Last year, more than 1.1 million people fled to Europe from places like Syria, Afghanistan and Iraq. More than 163,000 refugees applied for asylum in Sweden in 2015. (In Europe, only Germany — with nearly 10 times Sweden’s population — received more requests, according to the United Nations.)
Tiny Finland, with just 5.5 million people, reported 32,000 asylum seekers in 2015 versus 3,651 applicants the year before.
Migrants are a burden on countries offering comprehensive welfare services ranging from guaranteed housing to universal health care. All services depend on taxes paid by residents with steady jobs. So it’s to everyone’s benefit when asylum seekers find work quickly.

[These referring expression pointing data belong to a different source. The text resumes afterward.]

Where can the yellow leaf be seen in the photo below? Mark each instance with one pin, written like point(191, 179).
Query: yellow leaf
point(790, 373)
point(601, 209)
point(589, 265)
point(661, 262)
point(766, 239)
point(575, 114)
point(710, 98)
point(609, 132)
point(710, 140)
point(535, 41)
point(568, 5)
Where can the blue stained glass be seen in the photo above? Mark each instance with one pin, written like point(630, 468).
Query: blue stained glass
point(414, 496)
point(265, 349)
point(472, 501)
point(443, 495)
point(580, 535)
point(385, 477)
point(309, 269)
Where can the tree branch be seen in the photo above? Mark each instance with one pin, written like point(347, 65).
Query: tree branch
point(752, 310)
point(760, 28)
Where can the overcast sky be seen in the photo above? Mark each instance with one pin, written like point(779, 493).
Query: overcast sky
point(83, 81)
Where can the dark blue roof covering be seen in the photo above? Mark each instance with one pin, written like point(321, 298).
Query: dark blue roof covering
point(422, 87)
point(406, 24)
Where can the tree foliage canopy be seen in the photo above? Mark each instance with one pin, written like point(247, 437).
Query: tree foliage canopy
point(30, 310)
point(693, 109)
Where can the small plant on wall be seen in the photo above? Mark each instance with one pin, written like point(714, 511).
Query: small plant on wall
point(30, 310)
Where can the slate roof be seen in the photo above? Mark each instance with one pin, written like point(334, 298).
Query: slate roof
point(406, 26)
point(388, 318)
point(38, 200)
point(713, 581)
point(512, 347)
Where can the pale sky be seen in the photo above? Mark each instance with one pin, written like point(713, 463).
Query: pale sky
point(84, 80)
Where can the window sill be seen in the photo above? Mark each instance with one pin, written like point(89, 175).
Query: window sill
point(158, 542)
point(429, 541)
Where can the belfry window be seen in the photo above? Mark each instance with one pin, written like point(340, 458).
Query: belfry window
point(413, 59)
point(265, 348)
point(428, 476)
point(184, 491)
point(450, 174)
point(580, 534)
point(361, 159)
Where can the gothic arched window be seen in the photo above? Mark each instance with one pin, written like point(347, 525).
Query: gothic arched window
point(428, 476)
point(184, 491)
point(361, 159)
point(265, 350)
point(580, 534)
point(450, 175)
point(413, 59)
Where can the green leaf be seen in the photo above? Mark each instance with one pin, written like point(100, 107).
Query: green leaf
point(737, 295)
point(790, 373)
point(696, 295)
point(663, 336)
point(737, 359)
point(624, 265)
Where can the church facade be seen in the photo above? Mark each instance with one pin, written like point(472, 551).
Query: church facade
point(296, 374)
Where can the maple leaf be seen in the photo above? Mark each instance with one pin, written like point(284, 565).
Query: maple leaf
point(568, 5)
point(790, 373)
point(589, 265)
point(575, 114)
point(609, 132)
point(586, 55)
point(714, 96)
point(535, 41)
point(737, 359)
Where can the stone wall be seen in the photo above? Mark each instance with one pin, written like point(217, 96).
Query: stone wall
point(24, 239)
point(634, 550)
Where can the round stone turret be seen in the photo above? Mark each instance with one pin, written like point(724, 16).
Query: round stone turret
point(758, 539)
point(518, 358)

“Dish” Eldishnawy, founder of Finnish big data company Floralytics, recently co-moderated Newcomer Bootcamp — a one-day course for refugees from Syria, Iraq and Somalia on setting up and running businesses in Finland and Western Europe. The course, held in Helsinki, was just one of a series of conferences, workshops and hackathons organized by Techfugees, a nonprofit social enterprise that describes itself as “a tech community response to the needs of refugees.”
About 250 miles away in Stockholm, Johan Engstrom founded Sync Accelerator, a private recruitment agency matching technically proficient refugees with Swedish companies that need their skills. (Think of Sync Accelerator as a sort of Swedish LinkedIn that’s focused exclusively on integrating highly educated newly arrived refugees into the Swedish labor market.)